A research team led by the King Abdullah University of Science and Technology (KAUST) in Saudi Arabia has recently created a solar-driven system that could successfully grow spinach by using water drawn from the air while producing electricity. This proof-of-concept design offers a sustainable, low-cost strategy to improve food and water security for people living in regions with dry, hot climates.

“A fraction of the world’s population still doesn’t have access to clean water or green power, and many of them live in rural areas with arid or semi-arid climate,” said study senior author Peng Wang, a professor of Environmental Science and Engineering at KAUST. “Our design makes water out of air using clean energy that would’ve been wasted and is suitable for decentralized, small-scale farms in remote places like deserts and oceanic islands.”

The system constructed by Professor Wang and his team – called WEC2P – is composed of a solar photovoltaic panel placed over a layer of hydrogel, which is mounted on top of a large metal box used to condense and collect water. The hydrogel can effectively absorb water vapors from the air and release the water content when heated.

The scientists conducted a plant-growing test by using this solar-powered system in Saudi Arabia for two weeks in June, when the weather was extremely hot.
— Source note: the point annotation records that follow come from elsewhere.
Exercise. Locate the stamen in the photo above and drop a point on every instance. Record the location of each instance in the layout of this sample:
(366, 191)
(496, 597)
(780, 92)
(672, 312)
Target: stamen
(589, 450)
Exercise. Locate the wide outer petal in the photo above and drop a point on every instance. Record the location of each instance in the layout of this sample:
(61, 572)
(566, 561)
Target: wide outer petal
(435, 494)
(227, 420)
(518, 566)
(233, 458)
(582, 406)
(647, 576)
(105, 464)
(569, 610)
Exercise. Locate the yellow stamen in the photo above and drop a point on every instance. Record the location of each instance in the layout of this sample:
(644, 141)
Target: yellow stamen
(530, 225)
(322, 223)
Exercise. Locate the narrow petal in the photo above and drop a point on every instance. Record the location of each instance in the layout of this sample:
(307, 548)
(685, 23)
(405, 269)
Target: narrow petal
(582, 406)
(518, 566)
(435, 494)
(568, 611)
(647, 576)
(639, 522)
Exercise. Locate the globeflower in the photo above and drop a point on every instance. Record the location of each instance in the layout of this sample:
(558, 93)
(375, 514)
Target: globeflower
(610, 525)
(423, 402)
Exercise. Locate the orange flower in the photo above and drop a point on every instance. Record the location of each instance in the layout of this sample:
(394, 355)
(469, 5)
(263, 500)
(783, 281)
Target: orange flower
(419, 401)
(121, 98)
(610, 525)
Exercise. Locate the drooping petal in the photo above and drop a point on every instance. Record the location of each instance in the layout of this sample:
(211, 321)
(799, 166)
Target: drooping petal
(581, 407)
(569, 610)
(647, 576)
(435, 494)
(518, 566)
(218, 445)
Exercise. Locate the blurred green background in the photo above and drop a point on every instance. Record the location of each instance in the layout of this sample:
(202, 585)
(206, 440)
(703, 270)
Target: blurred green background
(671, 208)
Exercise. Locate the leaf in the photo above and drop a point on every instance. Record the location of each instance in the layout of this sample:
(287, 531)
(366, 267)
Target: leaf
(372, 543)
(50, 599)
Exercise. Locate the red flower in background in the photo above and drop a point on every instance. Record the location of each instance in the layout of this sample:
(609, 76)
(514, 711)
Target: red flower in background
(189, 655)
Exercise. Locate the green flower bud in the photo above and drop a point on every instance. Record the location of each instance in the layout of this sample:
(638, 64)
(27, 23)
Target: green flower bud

They managed to use the water solely collected from air to irrigate 60 water spinach seeds planted in a plastic box. The results were impressive: 57 out of 60 seeds sprouted and grew normally up to 18 centimeters.

“Our goal is to create an integrated system of clean energy, water, and food production, especially the water-creation part in our design, which sets us apart from current agrophotovoltaics,” said Dr. Wang. In order to do this, he plans to design a better hydrogel that could absorb more water from the air.

“Making sure everyone on Earth has access to clean water and affordable clean energy is part of the Sustainable Development Goals set by the United Nations. I hope our design can be a decentralized power and water system to light homes and water crops,” he concluded.

The study is published in the journal Cell Reports Physical Science.